他正要掏出手机,周瑾瑶却伸手拦住了他,语气冷静而坚定:
“爸,您现在打电话也没用。我们没有直接证据证明那辆货车是王少峰指使的。货车司机还活着,但他肯定会咬死是刹车失灵。就算我们报警,最多也只能以交通肇事罪立案,根本牵扯不到王少峰身上。这件事,要从长计议。”
周金平虽然心中怒火万丈,但也知道女儿说得有道理。
他咬了咬牙,重新坐回椅子上,脸色铁青。
林辰靠在枕头上,沉默了片刻,然后缓缓开口,声音不大,却带着一种笃定的决断:
“爸,那个王少峰居然做到这一步,那我也不能再忍了,他不就靠着他爸王震庭才敢如此肆无忌惮的害人吗?
我们必须让王震庭落马。他倒了,王少峰就失去了靠山,到时候再收拾他,就容易多了。”
他顿了顿,看向周金平,目光中带着一丝郑重:“爸,您应该还有些人脉吧?王震庭这些年做了不少违反组织原则的事,他跟顾建国勾结在一起,干了很多见不得光的勾当。顾建军手里应该有他们的一些证据。”
周金平闻言,目光微微一凝,沉默了几秒,然后问道:“你确定?”
林辰点了点头:“确定。”
周金平深吸了一口气,缓缓站起身来,走到窗边,望着窗外沉沉的夜色,沉默了片刻,然后转过身来,目光中带着一种决然:“好,我现在就去打个电话。”
他刚拿起手机,病房的门就被猛地推开了。
一个身影跌跌撞撞地冲了进来,双眼通红,脸上还挂着泪痕,正是顾奕欢。
她身后跟着顾母,也是一脸焦急和担忧。
顾奕欢一进门,目光就锁定了躺在病床上的林辰。
她三步并作两步冲到床边,一把抓住林辰的手,声音带着哭腔和颤斗:“林辰!你怎么样了?伤到哪里了?严不严重?我听说你出车祸了,吓死我了知不知道!”
她一连串地问了好几个问题,眼泪止不住地往下掉,握着林辰的手紧紧地不肯松开,仿佛一松手他就会消失一样。
林辰看着她那副心急如焚的模样,心中涌起一股暖流。
他轻轻握了握她的手,嘴角露出一丝安抚的笑容,语气温和地说道:“没事,就是腿上划了一道口子,缝了几针而已。别担心。”
“缝了几针还叫没事?”顾奕欢的眼泪掉得更凶了,她想伸手去打他一下,又怕碰到他的伤口,只能红着眼框瞪着他,又气又心疼。

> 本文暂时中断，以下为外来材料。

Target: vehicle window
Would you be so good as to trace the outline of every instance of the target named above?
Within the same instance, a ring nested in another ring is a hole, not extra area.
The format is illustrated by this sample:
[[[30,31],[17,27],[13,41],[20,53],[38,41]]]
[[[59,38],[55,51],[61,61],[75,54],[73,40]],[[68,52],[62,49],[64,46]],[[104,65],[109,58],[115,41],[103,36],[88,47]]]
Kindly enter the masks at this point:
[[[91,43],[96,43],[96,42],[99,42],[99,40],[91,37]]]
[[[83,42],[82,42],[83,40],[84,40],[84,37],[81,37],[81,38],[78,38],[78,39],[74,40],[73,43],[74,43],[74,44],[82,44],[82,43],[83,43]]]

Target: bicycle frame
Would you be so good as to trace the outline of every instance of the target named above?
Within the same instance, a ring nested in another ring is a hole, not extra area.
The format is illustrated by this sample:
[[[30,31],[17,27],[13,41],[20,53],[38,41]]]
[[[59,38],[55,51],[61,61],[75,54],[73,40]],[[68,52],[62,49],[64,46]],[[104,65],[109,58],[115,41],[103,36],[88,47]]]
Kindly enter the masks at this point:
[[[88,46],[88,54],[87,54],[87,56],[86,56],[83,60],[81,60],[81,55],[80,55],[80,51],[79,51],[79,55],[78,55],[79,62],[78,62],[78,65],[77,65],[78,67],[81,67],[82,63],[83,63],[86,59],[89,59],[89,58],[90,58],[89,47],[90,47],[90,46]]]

周老太太站在一旁,看着眼前这两个年轻人的交互,原本还挂着泪痕的脸上,不由得露出一丝欣慰的笑容。
她悄悄拉了拉周金平的衣袖,压低声音说道:“老周,你看,这姑娘对咱儿子,是真心的。”
周金平看了一眼林辰和顾奕欢紧紧握在一起的手,又看了看女儿那副又哭又气的模样,嘴角也不由得露出一丝笑容,点了点头,没有说话。
他转过身,拿起手机,走出了病房,去拨打他的人脉的电话。
而此刻,另一边,夜色渐深,京都某家高档会所的包厢里,灯光暧昧,音乐舒缓。
王少峰独自一人坐在宽大的真皮沙发上,面前的茶几上摆着一瓶已经开封的路易十三,琥珀色的酒液在水晶杯中轻轻晃动,散发出醇厚的香气。
他端起酒杯,仰头一饮而尽,冰凉的液体滑过喉咙,带来一阵灼热的感觉。
他靠在沙发上,长长地舒了一口气,脸上带着一种如释重负的畅快和狰狞的笑容。
“敢叫我公公……这就是你的下场。”
他自言自语,嘴角勾起一抹残忍的笑意,又给自己倒了一杯酒。
他今天的心情格外好——那个让他恨之入骨的林辰,此刻应该已经变成了一团肉泥,被压在扭曲变形的车厢里,连全尸都凑不齐。
他亲眼看到那辆奥迪轿车被大货车撞得翻滚了好几圈,整个车身都扁了,里面的人绝无生还的可能。
他完全不知道,林辰还活着。没有人告诉他这个消息。
他此刻沉浸在一种大仇得报的快感中,举起酒杯,对着空无一人的包厢,低声说了一句:“林辰,跟我斗,你还嫩了点。”
他仰头,将杯中酒一饮而尽,然后靠在沙发上,闭上眼睛,享受着这份来之不易的宁静和满足。
他计划着,等过几天风头过去了,再去找顾奕欢,告诉她林辰已经死了的消息,看她还能嘴硬到什么时候。
想到这里,他嘴角的笑容越发得意。